The federal government recently stripped California of its ability to determine which schools can accept students’ GI Bill benefits — and the state’s treatment of San Diego’s Thomas Jefferson Law School is a big part of the reason.
“California’s Department of Veterans Affairs suspended Thomas Jefferson from enrolling new students with veterans benefits in late 2017 and removed the school from the GI Bill program all together last year,” Lyle Moran reports in a new story. “The state acted in response to the San Diego law school being placed on probation by its national accreditor.”
But the federal VA said the state agency made a mistake, and the state agency eventually reversed course.
It didn’t end there, though.
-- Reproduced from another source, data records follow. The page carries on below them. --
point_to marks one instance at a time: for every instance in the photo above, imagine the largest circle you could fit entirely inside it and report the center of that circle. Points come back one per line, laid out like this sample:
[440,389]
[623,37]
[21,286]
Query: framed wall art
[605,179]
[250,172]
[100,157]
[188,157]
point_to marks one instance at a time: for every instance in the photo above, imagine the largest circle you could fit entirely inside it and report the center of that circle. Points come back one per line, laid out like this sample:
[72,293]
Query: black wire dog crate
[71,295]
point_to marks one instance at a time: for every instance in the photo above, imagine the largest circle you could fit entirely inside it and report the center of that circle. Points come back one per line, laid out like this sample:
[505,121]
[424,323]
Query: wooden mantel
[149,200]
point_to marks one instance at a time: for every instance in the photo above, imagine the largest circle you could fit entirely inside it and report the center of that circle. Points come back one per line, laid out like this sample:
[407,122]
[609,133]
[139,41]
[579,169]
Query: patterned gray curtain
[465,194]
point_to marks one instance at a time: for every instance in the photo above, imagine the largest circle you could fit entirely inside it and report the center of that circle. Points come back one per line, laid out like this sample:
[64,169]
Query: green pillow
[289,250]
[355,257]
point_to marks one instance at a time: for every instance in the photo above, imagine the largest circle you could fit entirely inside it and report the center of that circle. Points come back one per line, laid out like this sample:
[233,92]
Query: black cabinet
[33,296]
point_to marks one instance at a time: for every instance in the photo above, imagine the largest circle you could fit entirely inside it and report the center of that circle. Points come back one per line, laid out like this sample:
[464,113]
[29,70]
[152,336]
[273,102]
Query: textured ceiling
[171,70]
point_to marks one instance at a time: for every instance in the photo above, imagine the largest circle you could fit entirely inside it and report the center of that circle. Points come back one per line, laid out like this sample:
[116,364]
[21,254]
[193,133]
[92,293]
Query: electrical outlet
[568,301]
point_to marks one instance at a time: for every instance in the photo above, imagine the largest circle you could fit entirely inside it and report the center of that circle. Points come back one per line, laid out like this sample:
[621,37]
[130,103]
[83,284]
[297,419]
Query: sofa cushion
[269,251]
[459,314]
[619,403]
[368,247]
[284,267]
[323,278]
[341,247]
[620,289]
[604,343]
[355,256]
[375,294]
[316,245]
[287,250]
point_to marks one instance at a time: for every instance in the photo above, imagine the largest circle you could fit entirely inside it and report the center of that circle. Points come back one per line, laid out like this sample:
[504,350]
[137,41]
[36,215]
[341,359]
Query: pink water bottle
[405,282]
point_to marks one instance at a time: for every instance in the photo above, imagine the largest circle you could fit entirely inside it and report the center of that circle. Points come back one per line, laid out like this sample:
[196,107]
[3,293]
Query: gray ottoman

The federal VA took over the state VA’s GI Bill duties this month after the Thomas Jefferson incident and others.
During the period in which the school couldn’t accept GI Bill benefits, it stepped up to cover students’ expenses.
“The VA erroneously taking away GI Bill funding for Thomas Jefferson students when the ABA placed us on probation could have completely derailed my legal education,” one student told Moran. “I’m so thankful that my school stepped up during what could have been a very devastating time financially and emotionally so I could continue my education.”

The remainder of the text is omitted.